L'ombre d'un grillage sur une banderole en soutien à Bradley Manning, samedi à Fort Meade. (Photo Jonathan Ernst. Reuters)
ParLorraine Millot
Correspondante à Washington
Publié le 02/06/2013 à 20h56

Il est «combatif» et «désireux d'expliquer ce qu'il a fait» : Bradley Manning aborde son procès dans un esprit «patriote» et «résolu», assurent ses défenseurs.
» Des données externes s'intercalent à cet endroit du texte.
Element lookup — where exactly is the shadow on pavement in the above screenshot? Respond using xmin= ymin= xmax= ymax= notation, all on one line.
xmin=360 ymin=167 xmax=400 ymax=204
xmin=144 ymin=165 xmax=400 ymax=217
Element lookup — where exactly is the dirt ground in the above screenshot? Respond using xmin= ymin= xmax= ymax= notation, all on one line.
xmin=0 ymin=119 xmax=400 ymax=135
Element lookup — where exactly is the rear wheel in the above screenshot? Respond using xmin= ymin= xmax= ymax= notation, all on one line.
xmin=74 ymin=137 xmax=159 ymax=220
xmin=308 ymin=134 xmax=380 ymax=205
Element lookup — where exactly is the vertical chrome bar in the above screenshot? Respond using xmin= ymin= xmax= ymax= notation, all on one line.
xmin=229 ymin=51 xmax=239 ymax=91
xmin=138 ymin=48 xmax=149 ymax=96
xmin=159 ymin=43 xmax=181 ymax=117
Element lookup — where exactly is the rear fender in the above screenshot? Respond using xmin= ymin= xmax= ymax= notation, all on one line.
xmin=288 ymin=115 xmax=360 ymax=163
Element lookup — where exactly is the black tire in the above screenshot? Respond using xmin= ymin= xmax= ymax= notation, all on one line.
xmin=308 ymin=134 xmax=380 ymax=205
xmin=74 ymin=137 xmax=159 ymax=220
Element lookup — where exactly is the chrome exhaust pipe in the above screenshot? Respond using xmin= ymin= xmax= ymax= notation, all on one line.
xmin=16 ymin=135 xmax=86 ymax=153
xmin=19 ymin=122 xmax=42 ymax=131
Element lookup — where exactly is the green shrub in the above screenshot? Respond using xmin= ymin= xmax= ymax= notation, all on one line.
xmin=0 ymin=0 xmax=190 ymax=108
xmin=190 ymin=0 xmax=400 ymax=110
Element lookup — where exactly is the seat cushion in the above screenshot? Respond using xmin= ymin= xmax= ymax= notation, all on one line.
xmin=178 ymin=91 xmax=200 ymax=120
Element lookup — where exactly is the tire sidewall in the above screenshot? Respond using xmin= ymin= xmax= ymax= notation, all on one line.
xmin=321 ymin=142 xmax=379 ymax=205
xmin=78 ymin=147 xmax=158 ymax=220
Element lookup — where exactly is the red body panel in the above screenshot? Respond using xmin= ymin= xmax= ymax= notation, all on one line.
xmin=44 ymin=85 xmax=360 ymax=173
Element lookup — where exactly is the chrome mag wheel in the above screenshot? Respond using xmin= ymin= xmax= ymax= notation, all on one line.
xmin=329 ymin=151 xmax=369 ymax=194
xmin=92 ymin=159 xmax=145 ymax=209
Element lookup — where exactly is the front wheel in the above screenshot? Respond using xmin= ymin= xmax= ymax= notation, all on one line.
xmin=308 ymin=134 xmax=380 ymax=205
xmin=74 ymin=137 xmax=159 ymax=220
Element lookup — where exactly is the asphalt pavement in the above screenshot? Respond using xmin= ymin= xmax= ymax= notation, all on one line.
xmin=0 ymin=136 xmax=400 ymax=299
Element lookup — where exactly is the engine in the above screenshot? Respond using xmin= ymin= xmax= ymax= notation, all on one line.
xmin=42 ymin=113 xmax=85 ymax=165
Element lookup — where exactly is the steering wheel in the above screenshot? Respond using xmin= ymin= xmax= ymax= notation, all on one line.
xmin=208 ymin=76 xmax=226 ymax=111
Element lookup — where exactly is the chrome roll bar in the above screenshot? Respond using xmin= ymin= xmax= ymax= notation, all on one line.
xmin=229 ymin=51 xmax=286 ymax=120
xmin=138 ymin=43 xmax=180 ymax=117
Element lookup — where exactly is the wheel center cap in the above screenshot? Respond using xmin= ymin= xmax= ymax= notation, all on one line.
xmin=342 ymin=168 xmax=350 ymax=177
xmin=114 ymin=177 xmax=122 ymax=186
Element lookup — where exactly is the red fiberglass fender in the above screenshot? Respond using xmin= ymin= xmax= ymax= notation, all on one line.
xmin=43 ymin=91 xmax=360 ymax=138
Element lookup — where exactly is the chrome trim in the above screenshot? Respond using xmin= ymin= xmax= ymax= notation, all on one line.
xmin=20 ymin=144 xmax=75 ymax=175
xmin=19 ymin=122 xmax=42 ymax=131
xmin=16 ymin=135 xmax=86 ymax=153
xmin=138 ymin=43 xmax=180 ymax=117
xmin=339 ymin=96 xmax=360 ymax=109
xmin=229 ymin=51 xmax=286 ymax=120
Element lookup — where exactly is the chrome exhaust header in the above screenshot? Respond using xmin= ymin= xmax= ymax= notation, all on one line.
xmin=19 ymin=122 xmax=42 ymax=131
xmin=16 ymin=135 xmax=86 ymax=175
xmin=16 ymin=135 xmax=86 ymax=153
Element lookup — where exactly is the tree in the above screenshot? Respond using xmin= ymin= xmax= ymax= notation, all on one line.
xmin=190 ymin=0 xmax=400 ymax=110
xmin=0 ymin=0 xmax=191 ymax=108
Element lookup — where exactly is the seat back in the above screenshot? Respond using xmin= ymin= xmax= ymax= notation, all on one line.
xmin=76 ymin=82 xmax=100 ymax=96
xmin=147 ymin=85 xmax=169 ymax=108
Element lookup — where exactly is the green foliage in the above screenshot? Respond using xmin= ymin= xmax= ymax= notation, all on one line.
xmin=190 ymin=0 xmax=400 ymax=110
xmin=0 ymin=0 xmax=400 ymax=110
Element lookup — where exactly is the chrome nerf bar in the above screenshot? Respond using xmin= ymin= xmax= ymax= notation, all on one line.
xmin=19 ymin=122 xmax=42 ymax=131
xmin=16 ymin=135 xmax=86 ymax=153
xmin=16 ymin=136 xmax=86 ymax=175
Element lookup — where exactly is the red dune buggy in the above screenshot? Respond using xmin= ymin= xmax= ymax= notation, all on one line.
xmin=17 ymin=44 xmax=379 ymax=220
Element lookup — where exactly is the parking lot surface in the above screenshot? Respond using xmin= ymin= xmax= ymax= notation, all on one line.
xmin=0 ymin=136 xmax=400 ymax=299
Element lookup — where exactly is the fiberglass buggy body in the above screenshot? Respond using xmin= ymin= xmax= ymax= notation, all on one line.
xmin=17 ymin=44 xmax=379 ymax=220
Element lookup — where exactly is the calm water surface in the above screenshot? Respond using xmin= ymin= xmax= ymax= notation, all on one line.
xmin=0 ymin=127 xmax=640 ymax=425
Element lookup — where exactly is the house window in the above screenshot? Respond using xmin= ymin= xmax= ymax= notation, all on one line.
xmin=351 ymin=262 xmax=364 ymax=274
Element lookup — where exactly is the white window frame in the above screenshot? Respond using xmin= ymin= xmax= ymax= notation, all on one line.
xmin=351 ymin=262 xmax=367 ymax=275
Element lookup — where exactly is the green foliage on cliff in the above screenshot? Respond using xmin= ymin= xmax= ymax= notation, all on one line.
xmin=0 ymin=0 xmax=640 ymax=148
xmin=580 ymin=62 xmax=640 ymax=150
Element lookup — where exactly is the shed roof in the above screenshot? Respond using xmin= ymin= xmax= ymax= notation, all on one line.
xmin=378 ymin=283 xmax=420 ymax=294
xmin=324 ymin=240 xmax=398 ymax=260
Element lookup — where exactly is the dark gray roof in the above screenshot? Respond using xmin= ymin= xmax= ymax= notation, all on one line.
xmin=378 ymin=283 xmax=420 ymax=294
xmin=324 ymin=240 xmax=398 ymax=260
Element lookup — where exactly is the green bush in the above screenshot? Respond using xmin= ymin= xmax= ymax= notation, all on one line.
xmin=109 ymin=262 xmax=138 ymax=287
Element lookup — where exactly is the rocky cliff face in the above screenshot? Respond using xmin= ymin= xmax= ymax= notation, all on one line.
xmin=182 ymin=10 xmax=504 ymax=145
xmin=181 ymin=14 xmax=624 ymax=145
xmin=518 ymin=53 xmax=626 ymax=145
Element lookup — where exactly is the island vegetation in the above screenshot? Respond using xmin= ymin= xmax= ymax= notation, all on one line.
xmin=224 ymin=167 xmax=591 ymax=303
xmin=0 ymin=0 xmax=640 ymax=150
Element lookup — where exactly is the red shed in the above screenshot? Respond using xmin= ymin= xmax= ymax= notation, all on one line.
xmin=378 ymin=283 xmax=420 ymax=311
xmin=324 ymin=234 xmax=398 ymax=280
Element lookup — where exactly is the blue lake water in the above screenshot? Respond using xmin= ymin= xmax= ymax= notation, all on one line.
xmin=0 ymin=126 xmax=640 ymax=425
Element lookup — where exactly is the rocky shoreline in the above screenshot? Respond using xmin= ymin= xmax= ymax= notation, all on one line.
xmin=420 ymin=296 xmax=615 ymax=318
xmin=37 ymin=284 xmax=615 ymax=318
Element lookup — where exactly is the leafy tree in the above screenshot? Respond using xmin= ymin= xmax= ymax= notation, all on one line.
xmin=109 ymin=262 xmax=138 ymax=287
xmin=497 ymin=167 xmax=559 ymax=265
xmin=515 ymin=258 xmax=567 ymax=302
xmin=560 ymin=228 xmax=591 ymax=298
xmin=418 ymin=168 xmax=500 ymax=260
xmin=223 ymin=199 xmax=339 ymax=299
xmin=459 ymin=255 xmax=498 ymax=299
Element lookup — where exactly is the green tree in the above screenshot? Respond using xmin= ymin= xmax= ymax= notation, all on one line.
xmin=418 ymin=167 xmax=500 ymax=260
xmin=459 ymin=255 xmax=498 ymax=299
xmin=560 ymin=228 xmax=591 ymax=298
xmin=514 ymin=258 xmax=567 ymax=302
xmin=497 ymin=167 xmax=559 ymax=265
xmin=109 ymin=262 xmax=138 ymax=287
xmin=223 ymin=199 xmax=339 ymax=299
Le frêle soldat de 25 ans, poursuivi pour la fuite de documents confidentiels la plus massive de l'histoire de l'armée américaine, risque la prison à perpétuité à l'issue du procès qui doit s'ouvrir aujourd'hui sur la base militaire de Fort Meade, à une cinquantaine de kilomètres au nord-est de Washington. L'armée et le gouvernement américains le considèrent comme un des plus grands traîtres de tous les temps, l'accusant d'avoir non seulement remis au site WikiLeaks des centaines de milliers de fichiers confidentiels, mais d'avoir ainsi fait «collusion avec l'ennemi».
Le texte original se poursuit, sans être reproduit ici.